When I was younger, I thought of Taiwan as an inconvenience. I spent summers there with my mother and brothers—a month of vacation in an unfamiliar land with the intimate strangers that are my extended family.

I remember the humidity, stagnant and oppressive with the smell of wanton tropical growth and rot; clouds of sunbaked dust mingling with sweet moped exhaust; the mosquitoes, large, vicious, and persistent. I remember sweating in our stillness as we sat in wicker chairs listening to the clatter of diesel trucks and the shouts of merchants in the alleys outside. I remember laying on tatami mats with my brothers as a window air conditioner choked on the summer air. I find it peculiar that I don’t remember much of the food, for my brothers and I ate often and well as young imposters in our parents’ homeland. I know this because it is impossible not to eat well in Taiwan.

I learned that fact when I first returned to Taiwan as an adult. I was an unemployed college graduate, and I went abroad to find myself. I didn’t. But I lived in Taiwan for six months, and in six months, there is a lot of eating to do. So I ate, and in the process, I learned about this place that could have been home.

I learned how this tiny island country has an incredibly dense and diverse concentration of food influences: a heavy dose of Japanese from Taiwan’s former colonial administration; plenty of regional Chinese from the vast mainland only 100 miles to the west across the Taiwan Strait; Indonesia, Vietnam, and Malaysia from foreign workers; and, of course, the aboriginal inhabitants. (If you were into reductive labels, you might say Taiwan was the origin of Asian fusion.)

I learned that Taiwanese people love eating perhaps more than breathing, sleeping, and making love. Street-side fruit and vegetable stands bustle with shoppers deep into the night, and light spills into dark tiny lanes from equally tiny food stalls selling dumplings, noodles, and stir-fry to a steady stream of nighthawks. On occasion, the constant glow of these stalls flares with the glow of flames leaping up and around hot woks and clanging ladles.

I learned that if you don’t know what to eat, you should go to a night market, because there is nothing you shouldn’t try at a night market.
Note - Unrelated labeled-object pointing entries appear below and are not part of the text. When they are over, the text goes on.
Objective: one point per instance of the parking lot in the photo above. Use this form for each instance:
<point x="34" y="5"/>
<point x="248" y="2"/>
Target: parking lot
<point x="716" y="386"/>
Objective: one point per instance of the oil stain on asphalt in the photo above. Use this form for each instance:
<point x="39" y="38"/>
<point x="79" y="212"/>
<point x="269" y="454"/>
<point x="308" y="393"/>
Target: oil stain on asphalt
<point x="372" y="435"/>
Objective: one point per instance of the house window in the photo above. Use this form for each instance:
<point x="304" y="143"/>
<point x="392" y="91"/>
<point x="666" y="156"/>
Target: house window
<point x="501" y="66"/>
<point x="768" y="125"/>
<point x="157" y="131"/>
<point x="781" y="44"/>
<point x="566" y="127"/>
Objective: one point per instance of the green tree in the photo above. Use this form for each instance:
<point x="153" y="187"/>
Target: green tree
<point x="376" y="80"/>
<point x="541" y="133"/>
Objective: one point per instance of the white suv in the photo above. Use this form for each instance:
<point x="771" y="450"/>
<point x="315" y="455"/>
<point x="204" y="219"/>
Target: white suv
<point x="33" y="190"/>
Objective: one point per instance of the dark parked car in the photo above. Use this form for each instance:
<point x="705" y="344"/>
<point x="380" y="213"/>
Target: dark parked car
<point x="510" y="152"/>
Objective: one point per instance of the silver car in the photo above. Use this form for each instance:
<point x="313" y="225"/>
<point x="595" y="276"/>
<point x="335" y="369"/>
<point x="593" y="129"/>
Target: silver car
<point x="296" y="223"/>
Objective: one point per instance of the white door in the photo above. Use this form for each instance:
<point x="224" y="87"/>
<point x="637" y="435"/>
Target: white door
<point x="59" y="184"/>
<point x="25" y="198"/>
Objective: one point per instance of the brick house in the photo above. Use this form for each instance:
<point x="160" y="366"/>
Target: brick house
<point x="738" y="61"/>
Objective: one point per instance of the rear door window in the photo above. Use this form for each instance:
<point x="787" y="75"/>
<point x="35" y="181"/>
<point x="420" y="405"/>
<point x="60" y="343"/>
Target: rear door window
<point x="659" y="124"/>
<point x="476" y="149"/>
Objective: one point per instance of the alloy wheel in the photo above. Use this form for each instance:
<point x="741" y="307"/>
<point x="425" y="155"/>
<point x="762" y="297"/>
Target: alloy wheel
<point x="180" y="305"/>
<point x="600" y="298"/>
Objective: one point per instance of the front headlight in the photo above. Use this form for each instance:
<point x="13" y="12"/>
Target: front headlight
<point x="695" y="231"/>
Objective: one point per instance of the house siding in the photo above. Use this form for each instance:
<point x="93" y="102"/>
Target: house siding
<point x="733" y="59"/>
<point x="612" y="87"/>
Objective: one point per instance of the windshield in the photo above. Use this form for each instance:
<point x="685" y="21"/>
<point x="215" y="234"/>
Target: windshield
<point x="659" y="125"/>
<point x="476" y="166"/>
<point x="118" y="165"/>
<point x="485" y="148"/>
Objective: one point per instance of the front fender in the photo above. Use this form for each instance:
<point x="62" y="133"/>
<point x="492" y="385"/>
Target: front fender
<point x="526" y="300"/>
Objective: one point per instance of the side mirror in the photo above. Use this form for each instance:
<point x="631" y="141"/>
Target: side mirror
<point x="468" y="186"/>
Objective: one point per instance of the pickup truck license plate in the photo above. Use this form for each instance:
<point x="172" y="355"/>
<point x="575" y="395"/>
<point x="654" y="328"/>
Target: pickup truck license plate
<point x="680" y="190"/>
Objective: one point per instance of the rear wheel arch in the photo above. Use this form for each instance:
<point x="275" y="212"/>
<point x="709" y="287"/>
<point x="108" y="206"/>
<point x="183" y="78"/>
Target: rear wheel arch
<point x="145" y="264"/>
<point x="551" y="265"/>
In the bigger ones, hundreds of food stalls crowd the streets with grilled squid, fried shrimp, steam-fried buns, stinky tofu, oyster omelets, fresh fruit smoothies, bubble tea, spring rolls . . .

Night markets are no place for shrinking violets. If you want peace and refinement, go home. You will hate it. But if you are a habitual and passionate snacker, this is what paradise looks like: crowded, noisy, hot, and colored in shades of neon and rich vermilion. The textures, flavors, and aromas are no different: intense, chaotic, and bold.

I also learned to eat strange fruits—wax apples, custard apples, dragonfruit, longans, lychees; and familiar fruits that were undeniably sweeter, bigger, and better in Taiwan—pineapples, bananas, guavas, papayas, mangos.

I learned that the cliché of the “amazing hole-in-the-wall joint” is alive and well, except that every tiny town in Taiwan only has amazing hole-in-the-wall joints. Like the family-owned, 15-seat stall in Hualien that has served transcendent wonton soup, and only wonton soup, for three generations.

Or A Huo Rouyuan a stall in my mother’s hometown of Lunbei. Their specialty is the greasy-chewy-savory-sweet-herbal combination that is bawan / rouyuan / Taiwanese meatballs. This extra-large dumpling of steam-set, deep-fried, glutinous rice flour is stuffed with braised pork, bamboo shoots, mushrooms, and onions topped with a thick, sweet-and-savory sauce and fresh cilantro. It is something I crave despite an inexact memory, although my mother remembers. It is the same stall she frequented as an elementary school student, and to her, those bawan taste the same 50 years later.

I learned that, in the States, we are being deceived by how bad soy milk and tofu are here, and that is a tremendous shame.

And perhaps most importantly, I learned that food is the strongest connection I have with the place my parents call home, and the people I call aunt, uncle, and cousin. I know the older my family and I get, there will be fewer opportunities and reasons to return. So when my little brother graduated from medical school in May, we went to Taiwan with our mother—the first time in five years for me, the last time for the foreseeable future for my brother as he enters his profession. We ate well because it is impossible to do otherwise in Taiwan. But I ate desperately, too, because desperation is what a fading identity demands.